The strong influence of the powerful Russian Orthodox Church means sex education in high schools is taboo. Bishop Panteleimon, head of the church’s department for charity and social ministry, says sex ed would merely encourage teenagers to “experiment” with sex. The best weapons in the fight against HIV/AIDs, he says , are “virtue and chastity.” It is an attitude echoed by Pavel Astakhov, Russia’s top official for children’s rights, who says the novels of Russian authors such as Leo Tolstoy contain everything a child needs to know about love and sex. Critics of Russia’s approach, such as Pokrovsky, the federal AIDS center chief, have been labeled “foreign agents” by pro-Kremlin politicians.

In Germany, where sex education is taught in high schools, needle exchanges are common, and prostitution is legal, there were 3,000 new HIV infections in 2014. In Russia, whose population is nearly twice as big, around 30 times more new infections occurred over the same period, with 50 percent the result of sharing dirty needles and 42 percent due to unprotected heterosexual sex, according to Russian officials.

“The Russian government not only fails to support, it hinders the implementation of effective prevention programs that we and other nongovernmental organizations attempt to carry out,” says Anya Sarang, director of the Andrey Rylkov Foundation. “The importance of harm reduction programs in preventing HIV infections is recognized the world over. They exist in China, in Iran, in the United States, in Central Asia and in Eastern Europe. Russia, however, takes an aggressive, unscientific stance—and it is one of the few countries in which the HIV epidemic continues to grow.”
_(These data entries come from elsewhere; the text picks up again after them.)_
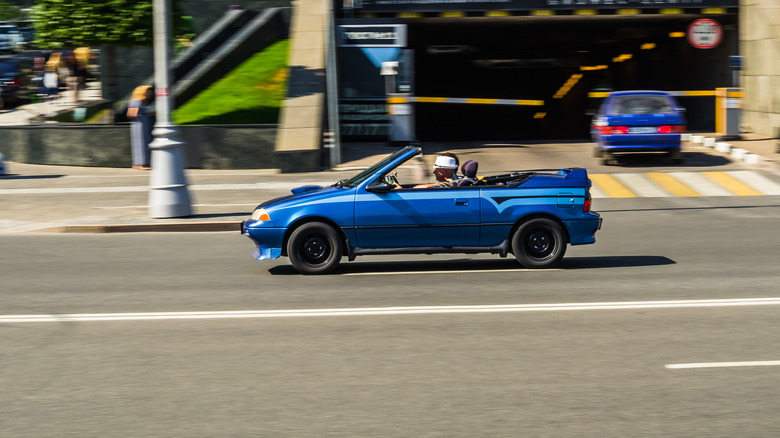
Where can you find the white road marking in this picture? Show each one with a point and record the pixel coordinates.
(122, 207)
(760, 363)
(374, 311)
(124, 189)
(465, 271)
(642, 186)
(757, 181)
(596, 192)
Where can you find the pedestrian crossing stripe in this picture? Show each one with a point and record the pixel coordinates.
(611, 187)
(682, 184)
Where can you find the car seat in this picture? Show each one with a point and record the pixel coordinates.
(469, 171)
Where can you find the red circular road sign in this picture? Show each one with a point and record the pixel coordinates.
(705, 33)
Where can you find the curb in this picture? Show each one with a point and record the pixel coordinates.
(734, 152)
(146, 228)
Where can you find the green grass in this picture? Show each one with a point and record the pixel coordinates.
(251, 94)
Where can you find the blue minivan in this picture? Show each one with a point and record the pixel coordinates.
(638, 121)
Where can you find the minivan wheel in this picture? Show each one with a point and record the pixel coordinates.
(315, 248)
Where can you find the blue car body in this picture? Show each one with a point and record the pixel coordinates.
(368, 215)
(638, 121)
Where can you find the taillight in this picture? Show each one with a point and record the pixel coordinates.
(671, 129)
(610, 130)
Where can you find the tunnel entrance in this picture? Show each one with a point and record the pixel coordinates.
(558, 60)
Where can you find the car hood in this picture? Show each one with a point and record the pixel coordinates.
(304, 194)
(645, 119)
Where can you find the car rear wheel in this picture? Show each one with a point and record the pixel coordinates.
(675, 156)
(315, 248)
(539, 243)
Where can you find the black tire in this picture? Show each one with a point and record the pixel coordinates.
(315, 248)
(539, 243)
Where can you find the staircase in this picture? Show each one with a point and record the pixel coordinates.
(299, 136)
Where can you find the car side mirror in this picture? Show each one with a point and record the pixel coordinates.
(380, 186)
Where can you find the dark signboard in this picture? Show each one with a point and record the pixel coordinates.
(390, 35)
(525, 5)
(363, 119)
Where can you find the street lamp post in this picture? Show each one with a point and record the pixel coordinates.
(168, 196)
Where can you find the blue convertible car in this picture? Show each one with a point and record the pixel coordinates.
(529, 214)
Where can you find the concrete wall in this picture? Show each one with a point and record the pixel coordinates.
(208, 147)
(760, 48)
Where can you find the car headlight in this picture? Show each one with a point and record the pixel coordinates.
(260, 215)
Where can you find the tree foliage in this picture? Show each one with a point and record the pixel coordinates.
(75, 23)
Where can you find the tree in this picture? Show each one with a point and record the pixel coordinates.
(63, 24)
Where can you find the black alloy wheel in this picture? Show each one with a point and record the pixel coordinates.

Almost 30 years since the first registered case of HIV infection in the Soviet Union, a paucity of HIV-related public service advertising and media coverage means the virus remains the subject of rumors and wild speculation, and discrimination is widespread. “HIV-positive people have problems in hospitals, including at maternity wards. Doctors often refuse to operate on them because they are afraid of becoming infected,” says Maria Godlevskaya, 32, who has been HIV-positive for over 15 years and is a project coordinator at the St. Petersburg-based E.V.A. organization, which helps women living with the virus. “In Russia, HIV is seen as…a shameful disease, and there are lots of myths. This is one of the reasons why the epidemic grew so quickly—people don’t get tested because they don’t think it can affect them.”
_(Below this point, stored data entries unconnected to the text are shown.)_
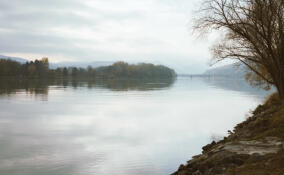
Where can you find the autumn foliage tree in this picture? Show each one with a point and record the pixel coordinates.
(254, 36)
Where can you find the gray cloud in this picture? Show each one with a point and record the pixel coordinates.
(152, 30)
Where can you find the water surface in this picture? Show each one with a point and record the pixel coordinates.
(115, 127)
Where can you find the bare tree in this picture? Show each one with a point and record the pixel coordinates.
(253, 35)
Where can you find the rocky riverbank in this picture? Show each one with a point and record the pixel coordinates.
(254, 147)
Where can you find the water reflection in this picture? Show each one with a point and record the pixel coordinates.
(118, 128)
(41, 87)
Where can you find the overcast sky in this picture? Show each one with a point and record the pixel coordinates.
(156, 31)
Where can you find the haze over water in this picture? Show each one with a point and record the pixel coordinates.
(102, 128)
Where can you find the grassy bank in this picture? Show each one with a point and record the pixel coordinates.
(254, 147)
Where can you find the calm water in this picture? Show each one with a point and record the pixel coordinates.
(118, 128)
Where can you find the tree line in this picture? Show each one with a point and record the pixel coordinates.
(40, 69)
(253, 34)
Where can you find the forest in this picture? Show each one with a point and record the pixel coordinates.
(40, 69)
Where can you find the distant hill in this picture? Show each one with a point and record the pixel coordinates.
(231, 70)
(94, 64)
(21, 60)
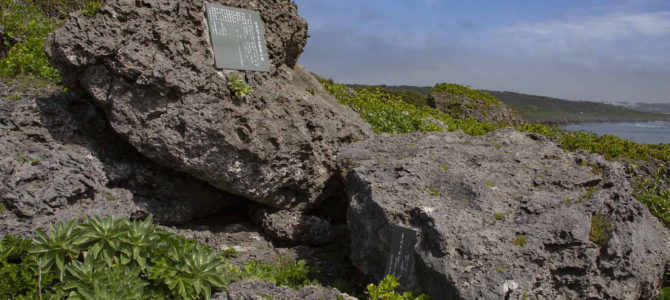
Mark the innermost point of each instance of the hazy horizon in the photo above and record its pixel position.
(619, 52)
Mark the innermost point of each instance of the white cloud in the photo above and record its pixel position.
(607, 28)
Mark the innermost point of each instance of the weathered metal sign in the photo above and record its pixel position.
(401, 257)
(238, 38)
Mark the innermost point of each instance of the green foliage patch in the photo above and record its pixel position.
(26, 25)
(386, 291)
(600, 230)
(457, 89)
(239, 87)
(123, 259)
(108, 259)
(388, 113)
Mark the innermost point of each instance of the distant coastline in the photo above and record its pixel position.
(642, 132)
(584, 122)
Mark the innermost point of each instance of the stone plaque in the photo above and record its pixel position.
(238, 38)
(401, 257)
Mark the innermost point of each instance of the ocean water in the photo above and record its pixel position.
(649, 133)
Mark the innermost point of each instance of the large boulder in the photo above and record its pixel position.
(485, 109)
(149, 65)
(507, 215)
(60, 160)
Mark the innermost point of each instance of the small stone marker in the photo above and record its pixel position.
(401, 255)
(238, 38)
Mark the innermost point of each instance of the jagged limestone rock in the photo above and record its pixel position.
(60, 160)
(149, 65)
(507, 215)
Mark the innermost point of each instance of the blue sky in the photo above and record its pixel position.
(601, 50)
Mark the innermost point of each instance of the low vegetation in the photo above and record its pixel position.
(466, 91)
(551, 110)
(25, 27)
(239, 87)
(122, 259)
(386, 290)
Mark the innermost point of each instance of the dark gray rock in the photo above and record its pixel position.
(502, 222)
(59, 160)
(257, 290)
(462, 107)
(290, 227)
(149, 66)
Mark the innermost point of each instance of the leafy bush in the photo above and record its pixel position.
(109, 259)
(388, 113)
(123, 259)
(386, 291)
(466, 91)
(238, 86)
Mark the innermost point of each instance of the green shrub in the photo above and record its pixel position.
(287, 272)
(26, 26)
(238, 86)
(91, 9)
(388, 113)
(386, 291)
(600, 230)
(109, 259)
(466, 91)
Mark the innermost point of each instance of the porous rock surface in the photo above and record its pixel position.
(472, 199)
(290, 227)
(149, 65)
(462, 107)
(257, 290)
(60, 160)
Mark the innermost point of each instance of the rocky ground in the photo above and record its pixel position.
(505, 215)
(287, 171)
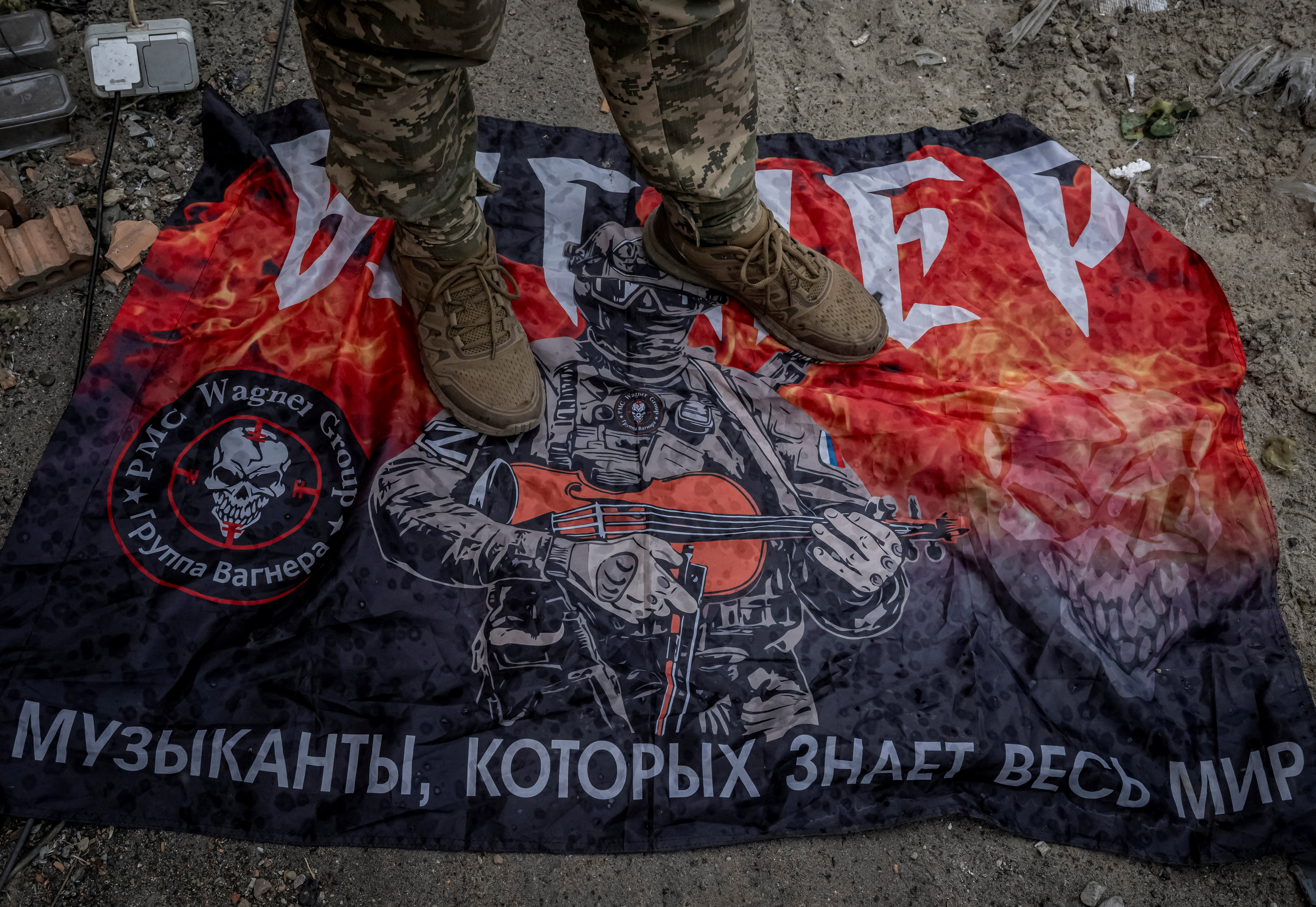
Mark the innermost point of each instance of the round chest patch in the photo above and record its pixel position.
(235, 492)
(639, 411)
Although the Russian government shows few signs of abandoning its opposition to harm reduction programs or sex education, the scale of the country’s HIV epidemic has forced the government to pay attention. In October, Prime Minister Dmitry Medvedev ordered the health ministry to double its spending on HIV care and prevention in 2016 to $600 million. The news was welcomed by international organizations, but grass-roots activists remain cautious. “The entire system in Russia is ineffective and corrupt,” says Anton Krasovsky, a well-known journalist and HIV/AIDS activist. “The government campaign against HIV is no different.”
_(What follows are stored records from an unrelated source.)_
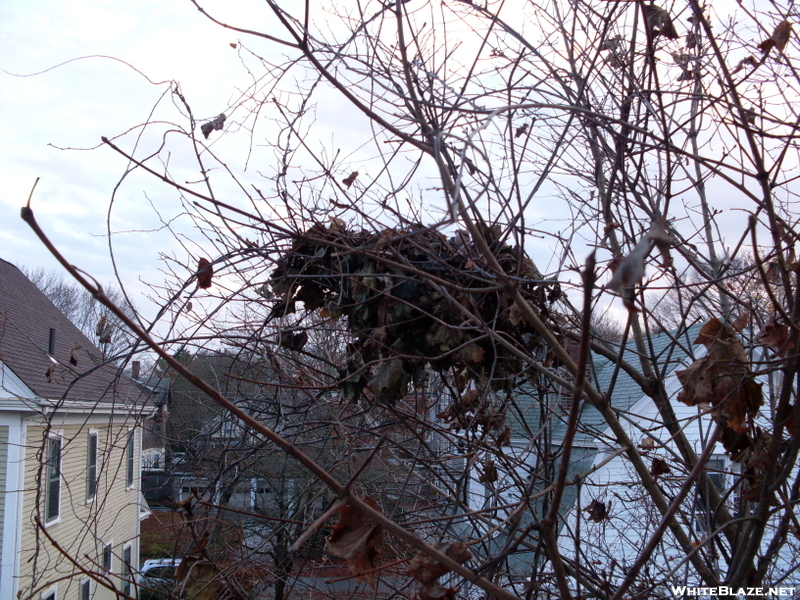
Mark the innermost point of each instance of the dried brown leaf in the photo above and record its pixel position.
(103, 330)
(427, 570)
(489, 474)
(741, 321)
(779, 38)
(659, 22)
(205, 272)
(348, 181)
(776, 335)
(201, 581)
(722, 379)
(647, 443)
(358, 539)
(215, 125)
(292, 339)
(659, 467)
(598, 511)
(504, 439)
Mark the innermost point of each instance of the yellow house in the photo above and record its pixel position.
(70, 502)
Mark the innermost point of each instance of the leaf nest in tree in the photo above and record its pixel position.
(413, 298)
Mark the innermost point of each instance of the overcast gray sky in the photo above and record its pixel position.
(73, 105)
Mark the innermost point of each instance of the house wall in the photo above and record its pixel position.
(112, 516)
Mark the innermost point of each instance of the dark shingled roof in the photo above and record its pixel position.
(670, 350)
(76, 370)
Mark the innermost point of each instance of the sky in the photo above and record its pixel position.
(73, 72)
(54, 114)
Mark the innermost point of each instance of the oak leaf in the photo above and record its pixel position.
(630, 270)
(104, 330)
(598, 511)
(776, 335)
(659, 22)
(722, 379)
(358, 539)
(214, 125)
(426, 570)
(779, 38)
(489, 474)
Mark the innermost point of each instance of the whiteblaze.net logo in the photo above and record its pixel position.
(723, 590)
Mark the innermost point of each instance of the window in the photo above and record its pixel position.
(107, 556)
(127, 557)
(130, 458)
(52, 492)
(91, 465)
(704, 517)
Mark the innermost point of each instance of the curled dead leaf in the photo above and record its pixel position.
(292, 339)
(427, 570)
(659, 467)
(630, 271)
(348, 181)
(779, 38)
(776, 335)
(722, 379)
(659, 22)
(73, 356)
(214, 125)
(104, 330)
(358, 539)
(489, 474)
(205, 272)
(647, 443)
(598, 511)
(741, 321)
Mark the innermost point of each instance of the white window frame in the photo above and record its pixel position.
(53, 436)
(85, 584)
(126, 571)
(130, 459)
(110, 547)
(93, 433)
(719, 470)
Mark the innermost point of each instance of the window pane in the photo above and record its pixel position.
(107, 558)
(91, 466)
(126, 569)
(53, 479)
(130, 460)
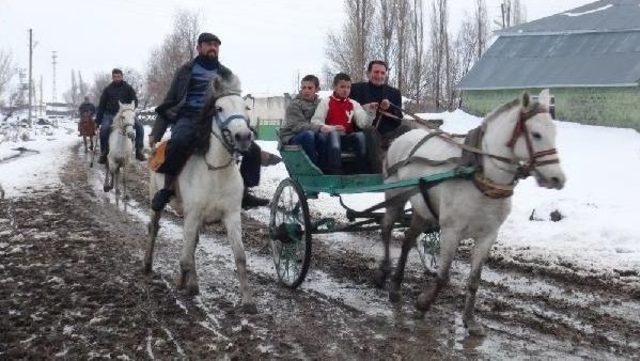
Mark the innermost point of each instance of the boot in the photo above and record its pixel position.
(163, 196)
(140, 156)
(251, 201)
(267, 159)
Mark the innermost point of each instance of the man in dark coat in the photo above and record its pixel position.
(384, 129)
(87, 106)
(117, 91)
(181, 106)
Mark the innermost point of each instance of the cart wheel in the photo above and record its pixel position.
(290, 233)
(428, 247)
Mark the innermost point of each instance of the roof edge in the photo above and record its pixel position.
(566, 32)
(620, 85)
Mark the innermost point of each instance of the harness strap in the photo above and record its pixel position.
(490, 189)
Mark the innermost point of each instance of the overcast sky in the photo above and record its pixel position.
(265, 42)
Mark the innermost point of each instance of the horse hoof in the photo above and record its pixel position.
(475, 328)
(394, 295)
(192, 290)
(380, 278)
(424, 302)
(180, 281)
(249, 308)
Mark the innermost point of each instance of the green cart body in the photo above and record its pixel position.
(291, 227)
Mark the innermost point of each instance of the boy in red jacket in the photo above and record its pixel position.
(346, 118)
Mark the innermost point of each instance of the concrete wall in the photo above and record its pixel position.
(619, 107)
(272, 107)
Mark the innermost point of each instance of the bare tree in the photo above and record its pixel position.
(416, 80)
(6, 70)
(403, 9)
(466, 45)
(481, 21)
(177, 48)
(350, 49)
(518, 13)
(384, 30)
(513, 13)
(83, 87)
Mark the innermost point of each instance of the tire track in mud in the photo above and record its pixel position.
(545, 312)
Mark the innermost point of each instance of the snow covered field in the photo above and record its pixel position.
(36, 157)
(600, 231)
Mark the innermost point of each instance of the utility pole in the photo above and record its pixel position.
(41, 107)
(30, 73)
(54, 57)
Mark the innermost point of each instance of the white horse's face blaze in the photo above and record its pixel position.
(542, 133)
(127, 117)
(240, 134)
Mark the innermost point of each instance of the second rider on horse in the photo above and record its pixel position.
(185, 99)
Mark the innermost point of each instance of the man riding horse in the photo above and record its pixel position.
(87, 125)
(117, 91)
(190, 88)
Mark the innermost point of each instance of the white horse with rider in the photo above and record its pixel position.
(513, 142)
(121, 138)
(210, 187)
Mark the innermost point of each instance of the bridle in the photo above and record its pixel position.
(225, 137)
(121, 125)
(524, 170)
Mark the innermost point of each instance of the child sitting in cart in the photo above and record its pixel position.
(297, 127)
(346, 118)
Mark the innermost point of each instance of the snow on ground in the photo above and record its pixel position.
(38, 165)
(600, 201)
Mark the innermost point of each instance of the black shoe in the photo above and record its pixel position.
(160, 199)
(267, 159)
(251, 201)
(140, 156)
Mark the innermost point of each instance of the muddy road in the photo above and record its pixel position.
(71, 288)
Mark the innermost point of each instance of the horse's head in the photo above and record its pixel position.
(228, 113)
(533, 141)
(125, 118)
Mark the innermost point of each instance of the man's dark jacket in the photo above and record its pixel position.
(176, 97)
(113, 93)
(366, 92)
(87, 107)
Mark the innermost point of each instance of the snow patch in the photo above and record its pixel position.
(602, 8)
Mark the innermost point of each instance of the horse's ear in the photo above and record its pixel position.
(217, 85)
(544, 98)
(525, 100)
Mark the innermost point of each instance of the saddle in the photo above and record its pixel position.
(87, 126)
(158, 156)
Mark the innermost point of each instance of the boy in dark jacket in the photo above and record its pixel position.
(297, 128)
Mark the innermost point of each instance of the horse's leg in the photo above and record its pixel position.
(153, 227)
(188, 278)
(124, 183)
(478, 258)
(418, 225)
(381, 274)
(107, 185)
(233, 225)
(449, 240)
(114, 178)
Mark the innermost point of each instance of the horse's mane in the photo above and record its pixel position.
(502, 109)
(219, 87)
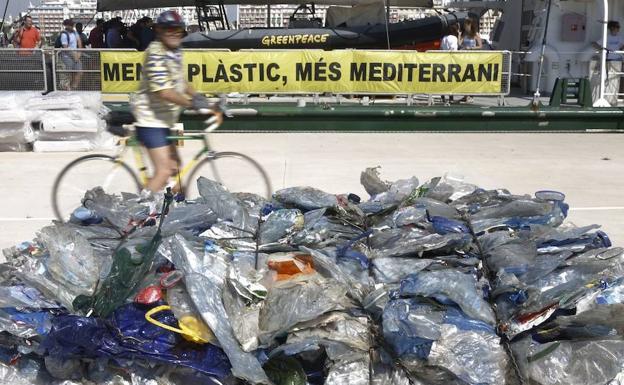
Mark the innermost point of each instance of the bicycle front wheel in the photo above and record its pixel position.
(85, 173)
(237, 172)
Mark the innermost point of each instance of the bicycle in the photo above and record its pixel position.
(241, 172)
Krasovsky is right to be cynical. When the national budget was approved in December, spending on regional HIV care and prevention had been slashed by more than $600,000, while just over half of the increase in overall funding had been earmarked for Rostec, a sprawling, state-owned conglomerate. Rostec, which has stakes in military, industrial and civilian industries, is headed by Sergei Chemezov, who is believed to be a former KGB officer and is one of Putin’s closest associates. HIV/AIDS activists were puzzled by the decision, pointing out that while Rostec is now set to become Russia’s sole supplier of the antiretroviral drugs necessary for HIV treatment, it has limited facilities for their production.Rostec did not respond to Newsweek’s request for comment.

Meanwhile, HIV activists from the Andrei Rylkov Foundation continue their work with drug users on little more than public donations and an abundance of goodwill. “The Russian authorities have their own way as far as the fight against HIV and AIDS is concerned,” says Alimova, as she stands outside the 24-hour pharmacy in east Moscow. She laughs as she adds, “It’s just not always entirely clear what it is.”